Is happiness trying to run and hide from me? I wonder.

Time moves fast and I got to tell you, enjoy every minute of it. That's what everybody says whenever they wanted to encourage a person. But what does that statement truly says? Life had given me so much problems to solve, and I got to be thankful though. Not because of those, I will probably not be as strong as what you think. Well that's just a part of what I have seen through those trials.

I've been in love for how many years now. I'm glad to have my beau on the board. Then, we share the same burden. I confide to him, and he confides to me. That's just pretty normal. As time moves on, I thought that happiness will be like a snap and there you got it, but then I was all wrong. They told me that it wouldn't be easy. As you go on and take a step through, you won't notice a huge problem will appear and torture you like hell. Friends served as calculators for me, and helped me solve problems.

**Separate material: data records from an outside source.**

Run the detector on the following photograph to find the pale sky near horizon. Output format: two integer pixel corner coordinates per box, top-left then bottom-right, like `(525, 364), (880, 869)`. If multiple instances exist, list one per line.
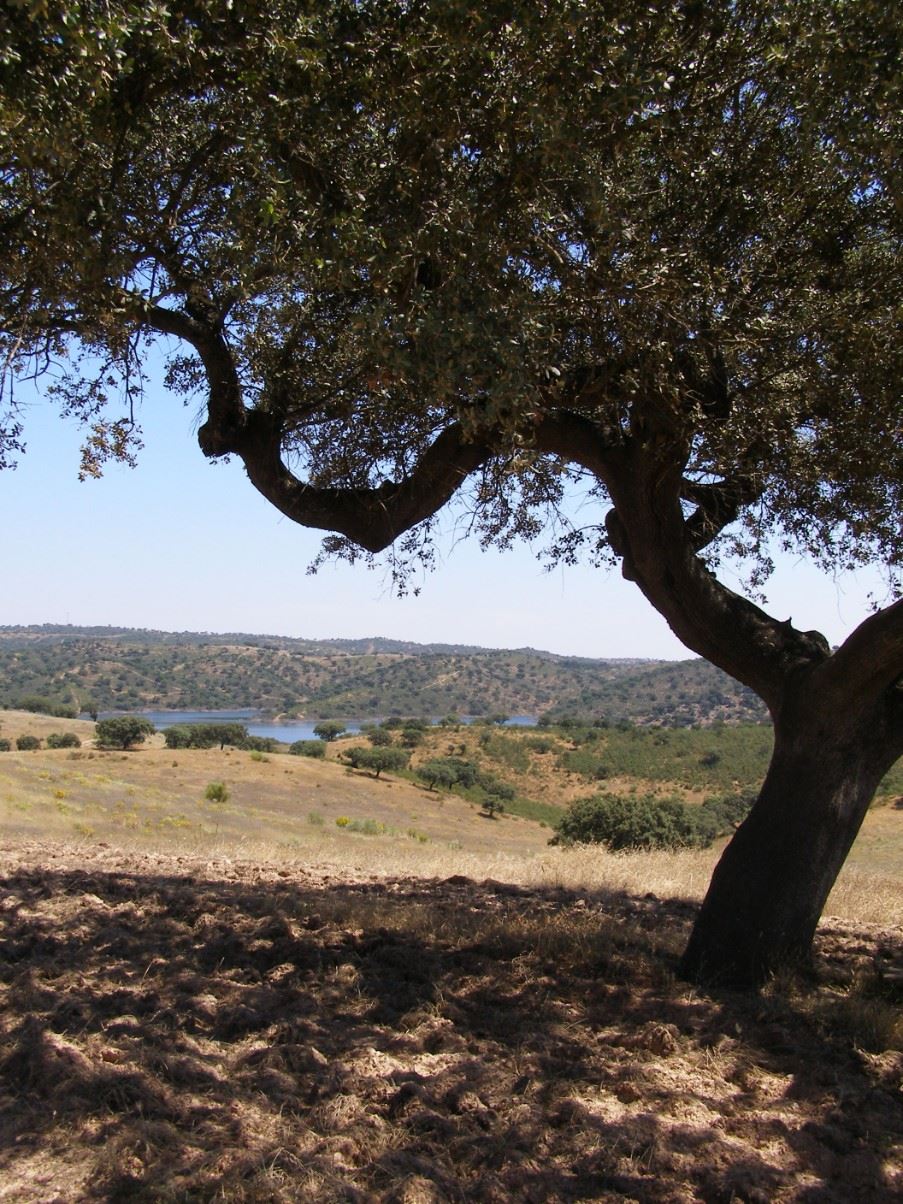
(1, 376), (891, 661)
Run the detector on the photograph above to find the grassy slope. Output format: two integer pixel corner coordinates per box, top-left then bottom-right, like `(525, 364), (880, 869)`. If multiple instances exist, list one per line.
(0, 710), (900, 1200)
(1, 710), (900, 924)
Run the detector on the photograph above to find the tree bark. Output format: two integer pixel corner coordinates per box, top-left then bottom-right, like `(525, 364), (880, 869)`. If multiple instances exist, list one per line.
(679, 671), (903, 986)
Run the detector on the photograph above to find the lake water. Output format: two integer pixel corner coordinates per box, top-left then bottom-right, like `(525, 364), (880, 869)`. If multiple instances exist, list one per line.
(96, 709), (536, 743)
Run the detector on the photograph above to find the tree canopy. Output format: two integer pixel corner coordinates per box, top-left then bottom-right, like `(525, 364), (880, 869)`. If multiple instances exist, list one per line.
(1, 0), (900, 983)
(95, 715), (156, 750)
(2, 0), (899, 586)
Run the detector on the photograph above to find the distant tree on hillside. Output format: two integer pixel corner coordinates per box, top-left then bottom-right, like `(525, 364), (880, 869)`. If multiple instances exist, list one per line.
(313, 721), (347, 743)
(366, 727), (394, 747)
(95, 716), (156, 750)
(343, 746), (409, 778)
(164, 722), (248, 750)
(480, 797), (505, 820)
(417, 759), (461, 792)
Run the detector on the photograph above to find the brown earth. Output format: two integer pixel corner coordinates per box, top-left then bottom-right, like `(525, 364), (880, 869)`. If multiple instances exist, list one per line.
(1, 837), (901, 1203)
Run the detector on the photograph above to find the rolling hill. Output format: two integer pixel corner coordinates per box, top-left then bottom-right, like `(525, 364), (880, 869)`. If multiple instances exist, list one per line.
(0, 624), (767, 725)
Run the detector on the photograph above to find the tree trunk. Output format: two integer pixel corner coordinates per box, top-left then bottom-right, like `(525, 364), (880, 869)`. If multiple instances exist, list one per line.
(679, 681), (902, 987)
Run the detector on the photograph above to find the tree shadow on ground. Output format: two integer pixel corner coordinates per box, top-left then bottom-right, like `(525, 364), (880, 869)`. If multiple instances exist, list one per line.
(0, 858), (900, 1201)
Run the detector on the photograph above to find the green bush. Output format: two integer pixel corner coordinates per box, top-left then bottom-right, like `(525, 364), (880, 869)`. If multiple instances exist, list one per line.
(0, 738), (10, 752)
(475, 771), (515, 802)
(699, 793), (755, 832)
(16, 735), (41, 751)
(553, 793), (710, 851)
(289, 739), (327, 758)
(241, 735), (278, 752)
(526, 736), (556, 754)
(46, 732), (82, 749)
(204, 781), (229, 803)
(366, 727), (394, 746)
(163, 725), (193, 749)
(346, 817), (384, 835)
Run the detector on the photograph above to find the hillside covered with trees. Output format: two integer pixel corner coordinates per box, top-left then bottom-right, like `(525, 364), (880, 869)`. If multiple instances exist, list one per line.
(0, 625), (765, 725)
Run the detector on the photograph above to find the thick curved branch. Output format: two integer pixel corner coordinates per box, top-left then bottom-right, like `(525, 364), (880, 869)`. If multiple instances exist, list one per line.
(825, 597), (903, 699)
(232, 413), (495, 552)
(682, 476), (763, 550)
(531, 410), (830, 710)
(145, 306), (496, 551)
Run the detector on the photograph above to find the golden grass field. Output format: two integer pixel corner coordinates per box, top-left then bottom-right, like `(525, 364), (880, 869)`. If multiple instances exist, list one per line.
(0, 710), (900, 927)
(0, 710), (900, 1201)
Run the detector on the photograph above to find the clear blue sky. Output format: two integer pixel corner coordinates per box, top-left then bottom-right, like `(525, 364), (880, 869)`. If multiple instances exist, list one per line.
(1, 375), (889, 660)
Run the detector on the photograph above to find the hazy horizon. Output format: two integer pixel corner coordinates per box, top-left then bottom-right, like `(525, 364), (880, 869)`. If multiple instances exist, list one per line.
(0, 619), (686, 663)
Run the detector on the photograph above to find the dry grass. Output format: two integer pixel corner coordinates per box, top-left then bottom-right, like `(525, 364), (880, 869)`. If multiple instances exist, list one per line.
(1, 709), (899, 932)
(0, 710), (99, 741)
(0, 840), (901, 1202)
(0, 712), (900, 1200)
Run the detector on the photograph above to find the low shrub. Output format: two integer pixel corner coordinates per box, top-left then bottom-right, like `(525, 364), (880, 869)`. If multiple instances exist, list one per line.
(475, 771), (515, 802)
(346, 817), (384, 835)
(0, 738), (11, 752)
(241, 735), (278, 753)
(553, 792), (712, 851)
(46, 732), (82, 749)
(289, 739), (327, 758)
(700, 793), (755, 831)
(526, 736), (556, 754)
(16, 735), (41, 751)
(16, 695), (78, 718)
(204, 781), (230, 803)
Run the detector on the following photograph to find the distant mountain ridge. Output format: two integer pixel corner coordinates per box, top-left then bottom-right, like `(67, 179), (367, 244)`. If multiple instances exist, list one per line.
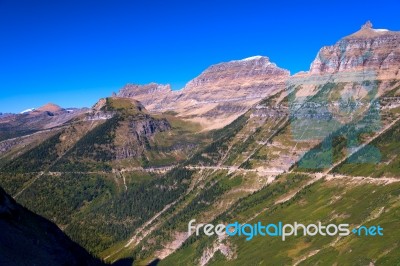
(117, 56), (289, 130)
(116, 22), (400, 129)
(7, 22), (400, 131)
(36, 103), (64, 113)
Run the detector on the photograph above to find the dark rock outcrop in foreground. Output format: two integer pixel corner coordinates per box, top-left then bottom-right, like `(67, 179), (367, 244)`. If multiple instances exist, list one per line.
(0, 186), (106, 266)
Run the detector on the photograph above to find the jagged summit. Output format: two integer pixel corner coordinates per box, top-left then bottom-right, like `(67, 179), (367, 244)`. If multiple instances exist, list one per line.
(362, 20), (373, 29)
(302, 21), (400, 79)
(344, 21), (400, 39)
(360, 20), (388, 32)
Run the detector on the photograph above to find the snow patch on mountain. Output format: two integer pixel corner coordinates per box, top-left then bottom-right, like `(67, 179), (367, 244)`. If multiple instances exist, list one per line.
(20, 108), (35, 114)
(240, 55), (264, 61)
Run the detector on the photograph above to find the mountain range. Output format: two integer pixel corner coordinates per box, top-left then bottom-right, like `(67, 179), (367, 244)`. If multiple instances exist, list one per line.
(1, 21), (400, 265)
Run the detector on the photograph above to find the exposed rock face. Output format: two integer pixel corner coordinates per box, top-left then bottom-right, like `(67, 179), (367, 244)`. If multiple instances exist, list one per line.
(69, 97), (173, 161)
(115, 116), (171, 160)
(130, 117), (171, 137)
(309, 21), (400, 80)
(178, 56), (289, 113)
(285, 22), (400, 157)
(117, 56), (290, 130)
(87, 97), (173, 160)
(290, 22), (400, 104)
(0, 186), (105, 266)
(92, 98), (108, 111)
(117, 83), (173, 110)
(85, 112), (114, 121)
(118, 83), (171, 98)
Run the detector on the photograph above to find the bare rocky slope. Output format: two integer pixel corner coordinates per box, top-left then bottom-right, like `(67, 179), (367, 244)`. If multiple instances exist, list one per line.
(310, 21), (400, 79)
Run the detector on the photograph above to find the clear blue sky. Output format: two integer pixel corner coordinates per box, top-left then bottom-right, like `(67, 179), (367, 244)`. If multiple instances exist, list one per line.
(1, 0), (400, 113)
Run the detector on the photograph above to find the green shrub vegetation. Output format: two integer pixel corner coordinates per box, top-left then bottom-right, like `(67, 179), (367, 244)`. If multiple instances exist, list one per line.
(333, 119), (400, 177)
(187, 114), (248, 165)
(162, 178), (400, 265)
(65, 168), (195, 253)
(0, 132), (63, 173)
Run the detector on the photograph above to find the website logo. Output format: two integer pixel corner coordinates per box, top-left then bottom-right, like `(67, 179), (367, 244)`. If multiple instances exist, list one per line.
(188, 219), (383, 241)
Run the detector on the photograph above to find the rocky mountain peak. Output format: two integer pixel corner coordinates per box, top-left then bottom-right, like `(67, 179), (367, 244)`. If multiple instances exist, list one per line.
(343, 21), (398, 40)
(183, 55), (289, 91)
(308, 22), (400, 79)
(361, 20), (373, 30)
(36, 103), (63, 113)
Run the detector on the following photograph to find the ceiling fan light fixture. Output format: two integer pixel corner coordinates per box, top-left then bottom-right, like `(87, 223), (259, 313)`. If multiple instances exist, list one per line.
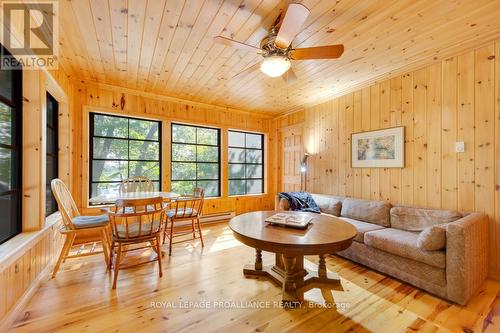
(260, 55), (291, 77)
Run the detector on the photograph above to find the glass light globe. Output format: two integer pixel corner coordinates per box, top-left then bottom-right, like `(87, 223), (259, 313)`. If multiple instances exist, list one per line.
(260, 56), (291, 77)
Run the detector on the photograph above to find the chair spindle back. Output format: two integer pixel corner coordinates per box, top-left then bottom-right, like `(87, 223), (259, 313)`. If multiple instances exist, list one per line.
(171, 188), (205, 218)
(119, 176), (154, 193)
(108, 197), (164, 240)
(51, 179), (80, 230)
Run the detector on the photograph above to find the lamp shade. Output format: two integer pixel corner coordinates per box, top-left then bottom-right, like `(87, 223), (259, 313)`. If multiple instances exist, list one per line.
(260, 56), (291, 77)
(300, 153), (309, 173)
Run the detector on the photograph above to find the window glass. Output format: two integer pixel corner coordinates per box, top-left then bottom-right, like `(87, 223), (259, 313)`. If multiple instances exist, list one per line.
(171, 124), (220, 197)
(89, 113), (161, 203)
(0, 44), (22, 243)
(228, 131), (264, 195)
(45, 93), (59, 216)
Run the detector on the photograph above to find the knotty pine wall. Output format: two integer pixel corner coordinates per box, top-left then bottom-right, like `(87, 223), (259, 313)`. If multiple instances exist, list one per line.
(71, 82), (278, 217)
(277, 40), (500, 279)
(0, 67), (72, 325)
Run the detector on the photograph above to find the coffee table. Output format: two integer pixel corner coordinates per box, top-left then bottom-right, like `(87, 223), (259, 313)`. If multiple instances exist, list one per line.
(229, 211), (356, 306)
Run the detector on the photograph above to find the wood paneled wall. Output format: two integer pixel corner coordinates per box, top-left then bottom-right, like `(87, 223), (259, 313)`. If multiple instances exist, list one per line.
(71, 82), (278, 217)
(0, 220), (63, 328)
(0, 67), (72, 326)
(277, 39), (500, 279)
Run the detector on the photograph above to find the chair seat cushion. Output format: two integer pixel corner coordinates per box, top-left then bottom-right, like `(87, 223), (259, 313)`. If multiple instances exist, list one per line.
(116, 220), (162, 238)
(72, 214), (109, 229)
(167, 208), (197, 218)
(338, 217), (385, 243)
(364, 228), (446, 269)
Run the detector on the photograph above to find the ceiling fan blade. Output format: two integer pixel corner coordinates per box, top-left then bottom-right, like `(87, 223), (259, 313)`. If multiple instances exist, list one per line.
(275, 3), (310, 49)
(290, 45), (345, 60)
(272, 12), (283, 29)
(282, 67), (298, 84)
(231, 62), (261, 80)
(214, 36), (261, 53)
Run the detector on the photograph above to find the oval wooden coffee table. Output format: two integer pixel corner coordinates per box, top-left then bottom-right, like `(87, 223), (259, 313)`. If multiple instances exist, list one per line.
(229, 211), (357, 307)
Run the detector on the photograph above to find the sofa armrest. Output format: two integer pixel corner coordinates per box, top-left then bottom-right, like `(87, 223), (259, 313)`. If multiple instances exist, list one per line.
(274, 195), (290, 211)
(446, 212), (489, 305)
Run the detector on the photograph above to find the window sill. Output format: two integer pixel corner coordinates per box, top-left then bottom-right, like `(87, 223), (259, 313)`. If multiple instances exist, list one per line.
(228, 193), (267, 198)
(0, 212), (62, 271)
(45, 211), (63, 226)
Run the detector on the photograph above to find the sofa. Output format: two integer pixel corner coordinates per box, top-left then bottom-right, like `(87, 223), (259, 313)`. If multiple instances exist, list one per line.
(275, 193), (489, 305)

But then, for how many times I got to solve the problem. It keeps on coming back. I don't know if that was to test my abilities or what. It's just that I'm getting tired. Problems were made to make you stronger. And strength drew to being invincible. But how come I'm so vulnerable?

Now, I got another problem. Kung nagsasalita lang blog ko siguro matagal na niyang sinabi saakin na "Tigilan mo na nga ako, lagi nalang ganyan pinopost mo, wala na bang ikakasaya buhay mo?" Maybe.